5/10—Sarah Andyshack, Dierdre Carter, Jennifer M. Feltman, Paula M. Gerson, Karlyn Griffith, Nadia Pawelchak, and Elizabeth Woodward will be presenting on various panels at the International Medieval Congress, WMU, Kalamazoo, 2010.
7/12-15/10—Elaine Treharne's AHRC-funded Project ‘The Production and Use of English Mansucripts, 1060 to 1220’ will deliver a team session on the projects and its output at the Leeds International Conference.
7/14-19/10—Elaine Treharne will talk about fourteenth-century Italian manuscripts, and will lead a graduate workshop on paleography at the New Chaucer Society conference in Siena, Italy
.7/19-24/10—David Johnson is organizing the Old English strands at the International Association of University Professors of English held in Malta.

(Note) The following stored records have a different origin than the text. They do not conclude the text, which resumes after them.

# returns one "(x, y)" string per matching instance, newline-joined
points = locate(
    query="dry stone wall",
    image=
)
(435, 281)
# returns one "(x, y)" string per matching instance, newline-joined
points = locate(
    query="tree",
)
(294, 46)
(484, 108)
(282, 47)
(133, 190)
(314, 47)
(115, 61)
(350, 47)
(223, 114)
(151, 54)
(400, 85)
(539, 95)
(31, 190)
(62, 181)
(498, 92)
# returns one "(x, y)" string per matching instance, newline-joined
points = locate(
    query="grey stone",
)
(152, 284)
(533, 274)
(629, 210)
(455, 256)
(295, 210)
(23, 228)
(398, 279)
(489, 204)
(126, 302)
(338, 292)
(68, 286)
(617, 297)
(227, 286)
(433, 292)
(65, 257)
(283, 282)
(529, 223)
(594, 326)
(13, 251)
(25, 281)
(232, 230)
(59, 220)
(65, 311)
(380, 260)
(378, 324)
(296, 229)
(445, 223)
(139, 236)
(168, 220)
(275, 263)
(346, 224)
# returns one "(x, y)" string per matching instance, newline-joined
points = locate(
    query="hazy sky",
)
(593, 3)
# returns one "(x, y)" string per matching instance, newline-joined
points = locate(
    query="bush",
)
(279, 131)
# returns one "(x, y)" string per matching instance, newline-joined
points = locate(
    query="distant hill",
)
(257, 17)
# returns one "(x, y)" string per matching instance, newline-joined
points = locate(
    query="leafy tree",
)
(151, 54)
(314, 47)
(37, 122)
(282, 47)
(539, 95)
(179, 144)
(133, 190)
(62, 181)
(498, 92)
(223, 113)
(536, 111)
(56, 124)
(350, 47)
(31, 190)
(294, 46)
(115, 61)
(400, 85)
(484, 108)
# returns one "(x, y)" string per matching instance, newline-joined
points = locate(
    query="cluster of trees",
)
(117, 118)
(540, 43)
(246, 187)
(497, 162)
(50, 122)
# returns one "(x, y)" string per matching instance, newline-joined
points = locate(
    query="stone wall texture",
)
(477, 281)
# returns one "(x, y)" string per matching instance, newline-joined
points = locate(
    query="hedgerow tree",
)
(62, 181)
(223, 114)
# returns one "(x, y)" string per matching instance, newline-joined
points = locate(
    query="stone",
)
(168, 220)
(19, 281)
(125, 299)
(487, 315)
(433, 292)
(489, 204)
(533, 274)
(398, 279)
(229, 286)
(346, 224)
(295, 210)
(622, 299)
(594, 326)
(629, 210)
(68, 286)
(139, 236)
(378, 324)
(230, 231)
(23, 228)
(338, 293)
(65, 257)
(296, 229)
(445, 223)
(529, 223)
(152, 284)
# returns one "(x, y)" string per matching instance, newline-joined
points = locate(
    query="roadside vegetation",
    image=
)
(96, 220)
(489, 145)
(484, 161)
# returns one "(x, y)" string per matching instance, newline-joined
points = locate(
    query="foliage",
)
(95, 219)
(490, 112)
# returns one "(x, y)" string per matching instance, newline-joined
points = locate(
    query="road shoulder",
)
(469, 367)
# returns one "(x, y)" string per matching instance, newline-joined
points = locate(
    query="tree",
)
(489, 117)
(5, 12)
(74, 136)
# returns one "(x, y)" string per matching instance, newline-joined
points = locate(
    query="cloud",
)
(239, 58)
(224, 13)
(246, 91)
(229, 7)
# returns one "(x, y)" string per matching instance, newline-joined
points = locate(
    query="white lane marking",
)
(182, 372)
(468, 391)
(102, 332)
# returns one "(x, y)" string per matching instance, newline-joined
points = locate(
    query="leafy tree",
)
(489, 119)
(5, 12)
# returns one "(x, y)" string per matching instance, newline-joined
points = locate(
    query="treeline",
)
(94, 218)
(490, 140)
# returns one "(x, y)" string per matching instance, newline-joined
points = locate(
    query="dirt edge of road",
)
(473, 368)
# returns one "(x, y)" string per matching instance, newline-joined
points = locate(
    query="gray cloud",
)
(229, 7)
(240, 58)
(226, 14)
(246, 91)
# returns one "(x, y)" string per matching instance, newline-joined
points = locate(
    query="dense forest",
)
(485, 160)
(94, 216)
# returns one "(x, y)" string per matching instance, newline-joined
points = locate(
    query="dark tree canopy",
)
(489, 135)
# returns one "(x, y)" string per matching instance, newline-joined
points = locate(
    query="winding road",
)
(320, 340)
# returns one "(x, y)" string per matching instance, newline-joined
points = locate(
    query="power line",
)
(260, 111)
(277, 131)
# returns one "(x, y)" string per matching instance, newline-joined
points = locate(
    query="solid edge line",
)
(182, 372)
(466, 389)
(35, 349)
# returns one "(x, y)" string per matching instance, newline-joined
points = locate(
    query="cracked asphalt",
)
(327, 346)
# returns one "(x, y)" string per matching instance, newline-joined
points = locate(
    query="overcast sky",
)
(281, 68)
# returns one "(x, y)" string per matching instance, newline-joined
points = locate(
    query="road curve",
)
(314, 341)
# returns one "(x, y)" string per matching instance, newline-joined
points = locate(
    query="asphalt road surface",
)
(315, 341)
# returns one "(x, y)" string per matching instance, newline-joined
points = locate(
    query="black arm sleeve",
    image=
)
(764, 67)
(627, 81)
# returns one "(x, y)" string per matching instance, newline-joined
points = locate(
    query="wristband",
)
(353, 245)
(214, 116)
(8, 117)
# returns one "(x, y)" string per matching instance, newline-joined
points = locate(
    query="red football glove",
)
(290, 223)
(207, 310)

Robert Romanchuk and Nancy Warren are both writing chapters for David Wallace's new literary history of Europe from 1348-1418, Regeneration. Romanchuk is writing about Mt. Athos, and Warren is writing on Rhodes. Blurb: "This is the first literary history of medieval Europe to be attempted in English. Eschewing conventional, anachronistic organization by 'national blocks' —English literature, French literature, etc.— it considers literary activity in transnational sequences of interconnected places. Its vision of Europe, and of movement within Europe is, we believe, of acute contemporary relevance." Here is the website: http://www.english.upenn.edu/~dwallace/regeneration/
Elaine Treharne published the much-expanded third edition of her Old and Middle English Anthology, 800-1450. The new edition contains plates, and newly edited versions of texts like The Marvels of the East, the Worcester Fragment, parts of the Book of Margery Kempe, and extracts from Julian of Norwich. 2010 will see the publication of the Oxford Handbook of Medieval Literature (ed. Treharne and Greg Walker), and Textual Cultures: Cultural Texts (ed. Treharne and Orietta Da Rold).
Rick Emmerson left FSU to become Dean of Manhattan College in New York. He and his wife, archivist Sandi Clayton-Emmerson are enjoying getting to know the districts of New York, and reacquainting themselves with the manuscript repositories in the city. Rick maintains close contact with his PhD students at FSU, and continues his prolific publications record in late Medieval Literature, Art and Drama.
The Department of English has a new PhD track in the History of Text Technologies, where students can focus on all aspects of textual production, dissemination and reception from the earliest period to the present-day.